I will gave you a toy example to show this problem:

import torch
from torch import nn
input_num=3

class net0(nn.Module):
    def __init__(self):
        super().__init__()
        self.fc = nn.Linear(input_num, 1)

    def forward(self, x):
        x = self.fc(x)
        y = x
        x = y * x
        return x

class net1(nn.Module):
    def __init__(self):
        super().__init__()
        self.fc = nn.Linear(input_num, 1)

    def forward(self, x):
        x = self.fc(x)
        with torch.no_grad():
            y = x
        x = y * x
        return x

class net2(nn.Module):
    def __init__(self):
        super().__init__()
        self.fc = nn.Linear(input_num, 1)

    def forward(self, x):
        x = self.fc(x)
        y = x.item()
        x = y * x
        return x

for i in range(3):
    if i == 0:
        model = net0()
    elif i == 1:
        model = net1()
    else:
        model = net2()

    for m in model.parameters():
        m.data.fill_(0.1)

    criterion = nn.MSELoss()
    optimizer = torch.optim.SGD(model.parameters(), lr=1.0)
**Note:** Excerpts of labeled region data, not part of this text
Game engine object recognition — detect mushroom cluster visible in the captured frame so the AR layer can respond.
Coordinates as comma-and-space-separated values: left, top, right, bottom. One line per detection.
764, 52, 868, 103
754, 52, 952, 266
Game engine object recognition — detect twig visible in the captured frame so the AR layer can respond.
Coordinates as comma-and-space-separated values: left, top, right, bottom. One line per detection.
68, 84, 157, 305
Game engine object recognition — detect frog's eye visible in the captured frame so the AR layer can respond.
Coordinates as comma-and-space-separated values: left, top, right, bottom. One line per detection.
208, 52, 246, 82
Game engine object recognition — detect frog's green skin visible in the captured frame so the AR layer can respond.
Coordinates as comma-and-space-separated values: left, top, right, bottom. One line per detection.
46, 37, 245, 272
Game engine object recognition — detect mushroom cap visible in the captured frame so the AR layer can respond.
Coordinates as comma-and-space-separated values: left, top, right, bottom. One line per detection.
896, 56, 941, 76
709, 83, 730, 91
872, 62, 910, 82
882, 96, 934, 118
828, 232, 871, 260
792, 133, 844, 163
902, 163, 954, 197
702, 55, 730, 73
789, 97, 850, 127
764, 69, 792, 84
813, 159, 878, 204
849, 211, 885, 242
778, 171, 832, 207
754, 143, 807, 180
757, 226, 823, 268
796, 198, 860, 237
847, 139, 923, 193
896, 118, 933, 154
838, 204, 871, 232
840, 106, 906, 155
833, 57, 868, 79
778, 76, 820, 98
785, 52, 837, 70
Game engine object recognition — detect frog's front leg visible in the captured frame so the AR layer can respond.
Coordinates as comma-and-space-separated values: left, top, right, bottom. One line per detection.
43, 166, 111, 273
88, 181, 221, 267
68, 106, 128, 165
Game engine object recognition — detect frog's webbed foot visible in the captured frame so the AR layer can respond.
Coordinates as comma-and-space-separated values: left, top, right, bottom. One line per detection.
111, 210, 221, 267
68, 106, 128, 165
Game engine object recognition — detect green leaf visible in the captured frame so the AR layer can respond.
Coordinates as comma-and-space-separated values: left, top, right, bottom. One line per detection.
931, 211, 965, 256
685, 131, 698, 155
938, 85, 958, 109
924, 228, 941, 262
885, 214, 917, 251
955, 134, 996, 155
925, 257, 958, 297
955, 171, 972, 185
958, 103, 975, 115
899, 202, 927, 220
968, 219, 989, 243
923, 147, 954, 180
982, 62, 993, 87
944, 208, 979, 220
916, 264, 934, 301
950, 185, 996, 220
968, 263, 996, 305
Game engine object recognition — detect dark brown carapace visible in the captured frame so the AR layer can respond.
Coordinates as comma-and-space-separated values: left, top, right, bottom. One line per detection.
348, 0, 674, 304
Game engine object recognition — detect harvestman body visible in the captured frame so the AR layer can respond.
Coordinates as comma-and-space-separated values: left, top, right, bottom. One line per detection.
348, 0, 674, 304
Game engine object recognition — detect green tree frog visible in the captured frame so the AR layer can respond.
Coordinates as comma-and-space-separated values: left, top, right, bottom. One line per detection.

    data = torch.ones((1, input_num), dtype=torch.float)
    target = 0.5 * torch.ones((1, 1))

    optimizer.zero_grad()
    output = model(data)
    # print(output)
    loss = criterion(output, target)
    loss.backward()
    print("i: {}".format(i))
    print(model.fc.weight.grad)

From my experiment, net0 and net1 have the same result, but net2 is what we want.

Zzh-tju commented 4 years ago

I was confused by this problem once. But it didn't take long for me to realize that it had to do with constants. If we set (1)

with torch.no_grad():
    y=x
loss=y*f(x).sum().backward()

(2)

with torch.no_grad():
    y=1*x
loss=y*f(x).sum().backward()

(3)

with torch.no_grad():
    y=2*x
loss=y*f(x).sum().backward()

(4)

loss=x*f(x).sum().backward()

The gradient x.grad of these cases will be: case (1) = case (4) case (2) *2 = case (3)

About the pytorch version, I have just tested that the gradients calculated by torch 0.4.1, 1.0.1, 1.4.0 are the same.

shsjxzh commented 4 years ago

You are right. This is a weird thing for the auto-differentiation mechanism of pytorch.